Pour la troisième fois, il referme délicatement la fenêtre de son bureau, de peur de l’effaroucher, et remet la plage 6 du cd : « Flash » de Patrick Saint-Eloi. Il n’en revient toujours pas. De son bec, l’animal tapote la vitre. L'homme ouvre tout grand, cette fois, le volet et l’oiseau s’approche enhardi par ce qui ressemble à ses yeux à un jeu. Il fait disparaître ses pattes sous ses noires pennes, baisse les paupières et écoute la mélodie. Le volatile est secoué d’interminables frémissements comme si chaque note, chaque inflexion de la voix du chanteur, lui inspire un rêve, une vision de bonheur : Yaya yo ! yaya yo ! yaya yo ! De petits cris stridents accompagnent même en cadence le refrain. Subjugué par l’inédite dimension que revêt alors la Beauté, Nostrom se repait du concert du monde qui s’accomplit là, devant lui, en fastes et splendeurs. Et tous les matins, pluie ou gros soleil, la conversation se renouvelle dans la précision immuable d’un rituel.
Partagée, la jouissance de ce miracle quotidien doit être partagée ! Telle est sa conviction. Il s’ouvre à sa femme. À ses enfants.
Arrive le moment tant attendu. Il est 7 heures. Le décor est planté : affalée dans le sofa d’un rouge nostalgique (ramené d'un épique déménagement de Métropole !) les yeux rivés sur un dessin animé, sa paire de garnements se goinfre de pizzas et de limonades multicolores (ses hormones de croissance !). Sa moitié, quant à elle, un verre d’un breuvage improbable à la main, (c’est, paraît-il, le nec plus ultra du régime du Docteur C) lutte, debout, avec son ennemie intime : sa graisse multivitaminée. Lui, aux aguets, avale pilule sur pilule (son hypertension n’a qu’à bien se tenir !). Les premières notes de « Flash » retentissent. Il attend la vedette du jour, celle qui donnera sens à une journée de vacance si prévisible… Et il n'est pas le seul. 5 minutes, 10 minutes, une demi-heure, une heure ... Rien. L’impatience escortée de sourires goguenards, s’installe discrètement aux premiers rangs. Il subit alors moqueries et lazzis.

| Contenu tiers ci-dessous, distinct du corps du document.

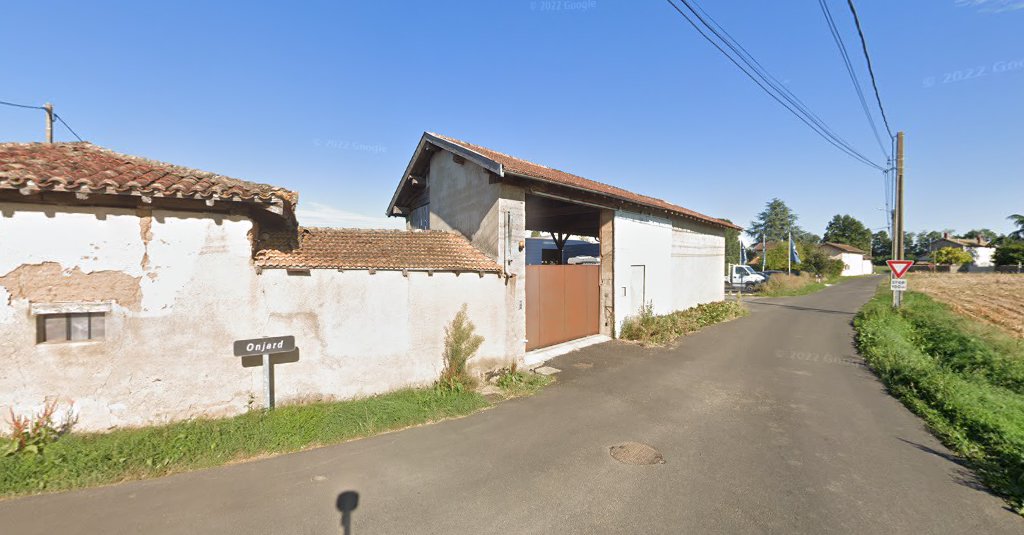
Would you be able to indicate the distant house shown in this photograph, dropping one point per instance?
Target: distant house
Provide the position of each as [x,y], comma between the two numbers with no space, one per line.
[980,249]
[855,261]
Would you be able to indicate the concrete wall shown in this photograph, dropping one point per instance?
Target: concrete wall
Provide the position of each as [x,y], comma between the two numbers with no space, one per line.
[462,200]
[181,287]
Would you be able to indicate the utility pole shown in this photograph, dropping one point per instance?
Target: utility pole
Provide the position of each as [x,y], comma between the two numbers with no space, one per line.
[49,122]
[898,251]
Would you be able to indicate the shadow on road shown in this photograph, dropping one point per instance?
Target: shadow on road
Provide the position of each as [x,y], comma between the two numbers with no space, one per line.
[807,309]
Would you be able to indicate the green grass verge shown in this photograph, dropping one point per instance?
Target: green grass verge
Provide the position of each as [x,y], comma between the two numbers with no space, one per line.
[781,285]
[88,459]
[518,383]
[649,329]
[964,378]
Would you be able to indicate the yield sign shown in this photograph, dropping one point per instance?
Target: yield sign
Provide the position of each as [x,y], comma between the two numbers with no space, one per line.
[899,268]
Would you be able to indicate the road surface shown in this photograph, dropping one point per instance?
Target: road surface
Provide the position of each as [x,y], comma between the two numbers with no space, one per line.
[767,424]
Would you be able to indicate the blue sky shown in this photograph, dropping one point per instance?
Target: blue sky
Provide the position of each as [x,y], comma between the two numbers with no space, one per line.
[330,98]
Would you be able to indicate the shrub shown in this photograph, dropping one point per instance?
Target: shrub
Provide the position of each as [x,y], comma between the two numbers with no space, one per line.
[952,255]
[1010,254]
[818,262]
[782,284]
[650,329]
[30,434]
[460,344]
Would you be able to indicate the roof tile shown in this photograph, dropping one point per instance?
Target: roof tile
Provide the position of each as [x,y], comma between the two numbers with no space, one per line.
[531,170]
[83,166]
[373,249]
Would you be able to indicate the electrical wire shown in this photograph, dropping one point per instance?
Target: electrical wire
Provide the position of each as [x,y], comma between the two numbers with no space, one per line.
[849,69]
[55,116]
[22,106]
[870,71]
[760,77]
[68,126]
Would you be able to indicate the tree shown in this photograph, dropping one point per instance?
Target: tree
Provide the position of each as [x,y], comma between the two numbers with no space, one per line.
[774,222]
[882,246]
[1009,254]
[987,234]
[818,262]
[732,245]
[1018,219]
[952,255]
[847,230]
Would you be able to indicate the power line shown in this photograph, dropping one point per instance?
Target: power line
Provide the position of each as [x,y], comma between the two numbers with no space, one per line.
[68,126]
[849,69]
[863,45]
[22,106]
[764,80]
[57,117]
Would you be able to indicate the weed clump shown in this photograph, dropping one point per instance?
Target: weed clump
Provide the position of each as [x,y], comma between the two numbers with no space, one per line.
[461,342]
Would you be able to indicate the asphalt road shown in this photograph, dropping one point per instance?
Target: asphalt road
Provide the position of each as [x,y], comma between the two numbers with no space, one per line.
[767,424]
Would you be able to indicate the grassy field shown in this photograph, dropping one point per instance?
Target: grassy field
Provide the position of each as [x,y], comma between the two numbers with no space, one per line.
[966,378]
[88,459]
[993,298]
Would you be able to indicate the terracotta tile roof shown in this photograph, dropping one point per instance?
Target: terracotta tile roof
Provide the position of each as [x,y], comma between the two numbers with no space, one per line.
[521,167]
[376,249]
[845,247]
[83,167]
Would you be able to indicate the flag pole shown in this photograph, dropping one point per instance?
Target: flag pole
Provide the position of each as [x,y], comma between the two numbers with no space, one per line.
[788,256]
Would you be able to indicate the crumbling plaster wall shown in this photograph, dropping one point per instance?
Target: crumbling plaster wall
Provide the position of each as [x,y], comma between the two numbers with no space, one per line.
[181,287]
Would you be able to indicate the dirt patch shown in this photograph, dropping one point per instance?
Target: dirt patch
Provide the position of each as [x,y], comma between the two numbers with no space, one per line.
[47,282]
[993,298]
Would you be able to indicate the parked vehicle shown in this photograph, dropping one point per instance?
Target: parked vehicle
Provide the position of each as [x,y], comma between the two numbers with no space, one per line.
[743,277]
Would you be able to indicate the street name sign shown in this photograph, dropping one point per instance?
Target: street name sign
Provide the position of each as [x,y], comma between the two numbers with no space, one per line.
[899,268]
[264,345]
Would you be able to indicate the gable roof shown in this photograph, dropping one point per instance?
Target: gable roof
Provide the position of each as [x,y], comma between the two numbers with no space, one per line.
[845,247]
[373,249]
[502,164]
[85,168]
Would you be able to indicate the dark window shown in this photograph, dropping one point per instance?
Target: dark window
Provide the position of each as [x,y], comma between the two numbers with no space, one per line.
[70,327]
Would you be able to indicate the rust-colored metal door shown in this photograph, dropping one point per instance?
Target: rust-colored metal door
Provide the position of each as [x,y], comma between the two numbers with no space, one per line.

Nonobstant, tous les matins, le père conviait sa « smala », comme il dit, au spectacle improbable d’un oiseau mélomane. Et tous les matins, son espérance était vaine, sa parole contrariée, sa santé mentale, même, irrésistiblement remise en cause. La mater lui souriait tristement et ne lui disait plus rien. Les enfants évitaient son regard ou l’entretenaient, remplis de morgue, de fariboles vues à la télé. La descente dans les limbes de la folie de son époux (l’expression est peut-être trop forte ! pensa-t-elle) a été et est pour elle, une douleur sans commune mesure. Il écoutait, désormais, de plus en plus fort « Flash », espérant, sans doute, que la voix du chanteur parvînt à destination et « charmât à nouveau l’oiseau ». Le résultat de cette escalade sonore prenait le visage de voisins exaspérés à deux doigts de s’en remettre à la police, et d’épouse au bord de la crise de nerfs. Maéva et Kévin, les enfants, eux, rigolaient et s’adonnaient, quelques fois, à une danse s’apparentant à des solibo, qui le mettait dans une rage insondable. Les amis, mis au courant, venaient quérir nouvelles. Au début, ils faisaient semblant de prendre au sérieux l’idée fixe du bon zig. Discutaient de conserve avec lui, évoquaient telle anecdote qui donnât foi à sa lubie. Et imperceptiblement, ils espaçaient leurs visites, disparaissaient comme un vol de merles égaillés par le geste brusque du promeneur solitaire.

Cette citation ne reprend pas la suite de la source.